Rats and mice and other animals are not humans. Moreover, the methods used to produce cancer in them by injections, inoculations, radiations, transplantations and otherwise, are not those by which cancer is produced in the human subject. So why continue them indefinitely? In fact, we believe such experiments have become an obsession. So long as the experimenters continue to carry on their absurd work they will earn a living.

When they declare that their work is a mere delusion they will be thrown idle with little or no prospect of finding other employment. To be a laboratory worker one requires no clinical experience. In fact, such experience might prove a hindrance rather than a help.

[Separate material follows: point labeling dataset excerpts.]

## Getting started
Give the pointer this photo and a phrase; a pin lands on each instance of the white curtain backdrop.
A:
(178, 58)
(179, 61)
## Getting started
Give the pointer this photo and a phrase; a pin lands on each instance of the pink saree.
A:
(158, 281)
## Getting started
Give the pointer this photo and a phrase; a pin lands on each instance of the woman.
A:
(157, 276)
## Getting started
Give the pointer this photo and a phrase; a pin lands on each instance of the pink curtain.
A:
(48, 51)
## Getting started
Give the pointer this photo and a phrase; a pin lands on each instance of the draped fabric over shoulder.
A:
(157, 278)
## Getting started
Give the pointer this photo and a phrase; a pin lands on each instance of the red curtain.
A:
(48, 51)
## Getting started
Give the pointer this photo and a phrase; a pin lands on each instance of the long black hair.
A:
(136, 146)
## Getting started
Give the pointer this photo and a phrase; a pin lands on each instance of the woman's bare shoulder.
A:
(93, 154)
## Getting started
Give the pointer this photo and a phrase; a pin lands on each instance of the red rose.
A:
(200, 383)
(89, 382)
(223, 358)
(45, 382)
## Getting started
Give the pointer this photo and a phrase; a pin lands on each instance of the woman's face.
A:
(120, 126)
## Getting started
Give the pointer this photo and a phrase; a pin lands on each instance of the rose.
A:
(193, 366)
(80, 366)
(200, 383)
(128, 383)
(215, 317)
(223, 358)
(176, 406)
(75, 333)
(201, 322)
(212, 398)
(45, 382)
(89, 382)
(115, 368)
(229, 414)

At the moment medical journals appear unwilling to attack cancer research. In fact, most of them seem to laud it. We feel it to be our duty to warn the profession that cancer research, as at present conducted, is a snare and a delusion. It is leading us nowhere. Rather is it misleading us. The Imperial Cancer Research Fund has a high-sounding name, certainly, but what has it done to reduce the mortality rate from cancer in this country? Will its supporters tell us in so many words whether or not the death- rate has decreased since its institution?

Surely it must be self- evident that the object for which this fund was inaugurated has entirely failed. It has failed because the disease is being studied artificially in animals and not in man. Until cancer research is conducted on clinical lines in the human subject no progress will result. We must insist on a halt being called to mere laboratory work on experimental animals. This leads us nowhere, and is merely a wastage of animal life, not to speak of the entailment of needless pain and suffering to the animals concerned.

We are not anti-vivisectionists, but we have humane instincts; and we shall, as members of an honourable profession, continue to decry the infliction of suffering on the lower animals in the name of medical science. Cancer research, as at present conducted, is causing untold suffering to myriads of animals. If it resulted in the cure of cancer there would be some excuse for it, but this is not the case; and, therefore, we submit that it is unnecessary and immoral.

It is high time that some steps were taken to investigate the modern methods employed in cancer research, and to discover the real reason why these are persisted in in spite of the fact that they have yielded no results. For ourselves we shall continue our attack against modern cancer research methods until these have been altered by force of public and professional opinion.